From Erickson (PDF):
- *(c) Describe a recursive algorithm that squares any $n$-digit number in $O(n^{\log_3{5}})time$, by reducing to squaring only five $\left( n/3+O(1)\right)$-digit numbers. [Hint: What is $(a+b+c)^2+(a−b+c)^2$?]
Solving the hint,
$$\begin{align} &(a+b+c)^2+(a−b+c)^2 \\ &= \left(a^2+b^2+c^2+2ab+2ac+2bc\right) + \left(a^2+b^2+c^2-2ab+2ac-2bc\right) \\ &= 2\left(a^2+b^2+c^2+2ac\right) \\ &= 2\left(b^2+(a+c)^2\right) \\ \end{align}$$
Let the given $n$-digit number take the form of $10^{2m}x+10^{m}y+z$.
Then
$$\begin{align} &(10^{2m}x+10^{m}y+z)^2 \\ &= 10^{4m}x^2 + 10^{2m}y^2 + z^2 + 10^{3m}2xy + 10^{2m}2xz + 10^{m}2yz \\ &= 10^{4m}x^2 + z^2 + 10^{3m}2xy + 10^{m}2yz + 10^{2m}(y^2 + 2xz) \\ &= 10^{4m}x^2 + z^2 + 10^{3m}2xy + 10^{m}2yz + 10^{2m}(y^2 + (x+z)^2 - x^2 - z^2) \\ &= (10^{4m} - 10^{2m})x^2 + (1 - 10^{2m})z^2 + 10^{3m}2xy + 10^{m}2yz + 10^{2m}(y^2 + (x+z)^2) \\ &= (10^{4m} - 10^{2m})\bbox[yellow]{x^2} + (1 - 10^{2m})\bbox[yellow]{z^2} + \bbox[pink]{10^{m}2y\left(10^{2m} x + z\right)} + \frac{10^{2m}}{2}\left(\bbox[yellow]{(x+y+z)^2} + \bbox[yellow]{(x-y+z)^2}\right) \\ \end{align} $$
At this point I've gotten 4 out of the 5 squares required but I'm stuck at converting the last term into some kind of square.

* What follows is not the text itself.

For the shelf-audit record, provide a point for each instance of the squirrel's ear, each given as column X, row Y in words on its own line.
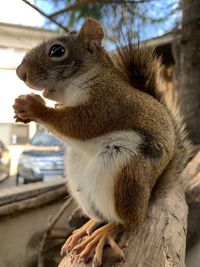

I've tried expanding $(a+b+c)^2-(a−b+c)^2$ but it leads to $2b(a+c)$ which somewhat resembles the last term in pink but not quite.
Am I doing this right?
Apparently the algorithm that the question is looking for simply Toom-Cook, and that the missing last square is $\left(x(-2)^2 + y(-2) + z\right)^2 = (4x-2y+z)^2$.